The YouTube videos do not take viewers to North Korea's other cities and rural areas, which lag far behind Pyongyang. The United Nations has said that 40% of North Korea's population doesn't have enough to eat.
And not everything in the videos looks free or spontaneous. Supermarket prices and an entire building on a Pyongyang street are pixelated out, without explanation.
There's frequent, fulsome praise for Kim Jong Un. In the episode with the riverside jog, Un A explains: "All this enthusiasm for sports has begun thanks to our Respected Marshall. He personally instructed people to do more physical exercises." She adds breezily: "See, even girls here like sports."
Until last month, North Korea claimed it was completely free of coronavirus cases, something that medical experts viewed with skepticism. Un's explanation was that "our respected Supreme Leader has foreseen everything at the very beginning, and took exact and decisive measures beyond anyone's imagination, while others were still hesitating."

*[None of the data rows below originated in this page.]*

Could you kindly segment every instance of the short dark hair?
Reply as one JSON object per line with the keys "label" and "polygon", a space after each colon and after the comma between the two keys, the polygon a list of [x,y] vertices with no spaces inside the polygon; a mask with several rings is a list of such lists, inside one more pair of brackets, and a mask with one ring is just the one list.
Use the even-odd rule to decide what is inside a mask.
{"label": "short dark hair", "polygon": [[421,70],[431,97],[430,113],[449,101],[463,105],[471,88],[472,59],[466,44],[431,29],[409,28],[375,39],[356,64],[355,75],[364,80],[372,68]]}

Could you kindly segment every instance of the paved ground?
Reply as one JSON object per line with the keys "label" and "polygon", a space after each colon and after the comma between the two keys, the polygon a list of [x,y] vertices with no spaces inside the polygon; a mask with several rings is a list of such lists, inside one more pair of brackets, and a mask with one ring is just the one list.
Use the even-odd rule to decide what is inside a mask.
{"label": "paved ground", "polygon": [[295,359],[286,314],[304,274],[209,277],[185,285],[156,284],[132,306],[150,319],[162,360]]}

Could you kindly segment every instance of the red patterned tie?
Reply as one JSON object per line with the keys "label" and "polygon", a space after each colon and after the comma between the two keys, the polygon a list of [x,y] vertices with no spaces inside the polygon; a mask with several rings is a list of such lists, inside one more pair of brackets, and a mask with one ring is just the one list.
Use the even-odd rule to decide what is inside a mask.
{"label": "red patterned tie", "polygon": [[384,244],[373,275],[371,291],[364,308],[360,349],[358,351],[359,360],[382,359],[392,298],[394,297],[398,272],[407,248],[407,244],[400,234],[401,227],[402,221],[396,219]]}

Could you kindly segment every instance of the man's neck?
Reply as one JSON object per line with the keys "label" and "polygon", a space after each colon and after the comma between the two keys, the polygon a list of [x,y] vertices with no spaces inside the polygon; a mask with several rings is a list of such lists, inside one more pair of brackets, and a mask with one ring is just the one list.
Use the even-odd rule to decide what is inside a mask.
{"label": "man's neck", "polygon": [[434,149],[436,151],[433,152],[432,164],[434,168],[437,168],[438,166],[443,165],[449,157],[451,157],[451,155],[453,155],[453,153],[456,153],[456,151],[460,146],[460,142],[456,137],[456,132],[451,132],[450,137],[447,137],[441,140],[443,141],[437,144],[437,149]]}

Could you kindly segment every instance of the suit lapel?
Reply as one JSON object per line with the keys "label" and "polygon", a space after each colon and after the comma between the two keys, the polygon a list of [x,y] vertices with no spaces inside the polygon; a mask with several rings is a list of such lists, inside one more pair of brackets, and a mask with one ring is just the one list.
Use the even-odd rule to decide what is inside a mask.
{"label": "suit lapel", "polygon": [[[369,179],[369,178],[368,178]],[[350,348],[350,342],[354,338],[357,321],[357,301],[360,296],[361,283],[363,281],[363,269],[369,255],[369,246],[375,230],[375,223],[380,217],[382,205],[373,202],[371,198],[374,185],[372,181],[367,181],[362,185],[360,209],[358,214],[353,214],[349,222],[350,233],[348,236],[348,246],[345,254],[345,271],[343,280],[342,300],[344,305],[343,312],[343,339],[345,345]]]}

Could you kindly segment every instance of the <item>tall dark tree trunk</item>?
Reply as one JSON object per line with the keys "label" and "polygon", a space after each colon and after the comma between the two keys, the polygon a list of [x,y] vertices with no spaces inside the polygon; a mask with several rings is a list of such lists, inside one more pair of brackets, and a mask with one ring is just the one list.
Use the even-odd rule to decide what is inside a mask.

While to some audiences, this kind of language may sound clumsy or overblown, Lee notes that it has succeeded in attracting foreign viewers, especially young South Koreans.
Fed a steady diet of reports focused on Kim Jong Un, his nuclear arsenal and human rights abuses, they may be curious to see videos that seem to show facets of life and leisure in the North that they hadn't imagined.
"They'll think that they're learning things about North Korea by watching these videos," Lee says.